Today on CBC Radio Victoria’s All Points West show I started a new column is called ‘Food Matters’, and I like that name because it has a double meaning. Food Matters is partly about food issues or matters, and they are the kind of issues that do ‘matter’ to us as we go about our everyday lives.
I’m going to focus a lot on sustainable food matters. I want to help our listeners try to navigate what has become quite a maze of information and misinformation and clever advertising and marketing and try to get to the heart of the matter: How should you eat if you want to be good to yourself and your family, and how to eat so that you are good to the planet. So some of the ‘Food Matters’ columns will give you tips on how and why you should choose sustainable seafood, for example. What the heck is a free-range chicken vs. a free-run chicken, or egg? What kind of questions should you be asking a farmer that has a sign that says, ‘no spray’ at your neighbourhood farmers market? Is grass-fed beef really that much more healthy for you than grain-fed, and how does the way it is raised impact the environment?
At the same time I want to look at some modern conventions. I’ve been looking at and collecting a vast amount of information over the past few years about sustainability. For example, one book I’ve been reading lately by James McWilliams called Just Food makes a case for genetically modified crops, floating algae from the sea as protein and mass food production as the best way to feed the world. He’s an associate professor of history at Texas State University and has been called an ‘honest environmentalist’, so he’s just not spouting off random opinions.
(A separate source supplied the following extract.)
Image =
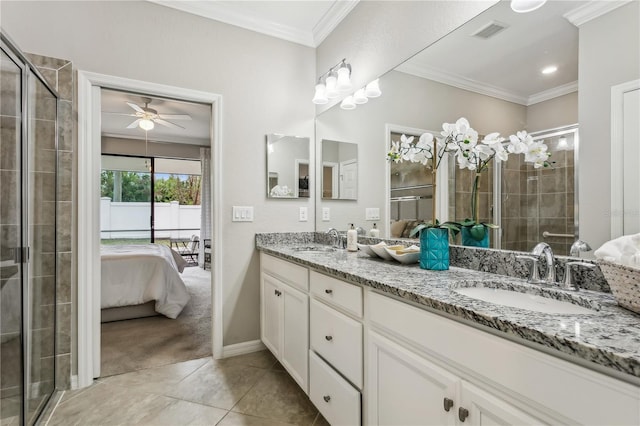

Another issue I will look at is aquaculture. Does salmon farming really deserve the bad rap it’s been given in British Columbia? How did it get the big target painted on it?
Each time I sound off on one of these issues, I will also publish a blog entry where I will put as many links to articles as possible and detail some of the conversations I’ll be having with people in the sustainable food field so that our listeners can play a role in all of this. We want to hear your opinions as well and find out how you make your decisions when it comes to choosing the food you eat. Is it with your pocketbook? To satisfy the particular needs or cravings of your family? Or have you been influenced by the marketing and labelling? My most famous example of misleading labelling comes from the frozen fruits and vegetables found in most grocery stores under the trade name ‘Europe’s Finest’. But turn the package over and most of what’s inside has actually been grown in China or Chile! Also, if there’s a sustainable food topic you’d like me to explore please feel free to contact me through All Points West or by direct email at don at dongenova dot com.
The column that I did on All Points West for the past couple of years was called Island Artisans, and that’s not going to totally disappear. To see past columns just click here for the archives. Every other week I will still bring you visits I make to artisan food producers, chefs and farmers from around Vancouver Island and the Gulf Islands. Over the next couple of months I’ll bring you stories from the cider apple crush at Merridale Cider…that’s a company just down the street from where I live in Cobble Hill where Rick Pipes and Janet Docherty took an old cider apple orchard and fairly dilapidated apple press and have turned it into quite an agritourism attraction, with a cafe serving local foods, a wood-fired oven and a beautiful banquet facility.
Then I’ll take you to Nanaimo where St. Jean’s Cannery has just celebrated its 50th anniversary in business, and that’s in an era where many canneries have gone out of business. Instead, this cannery has expanded and just manufactured the largest salmon can in the world! Of course there will be more pictures of that on my blog in the weeks ahead. It’s all called Food Matters, because, you know, food DOES matter to each and every one of us.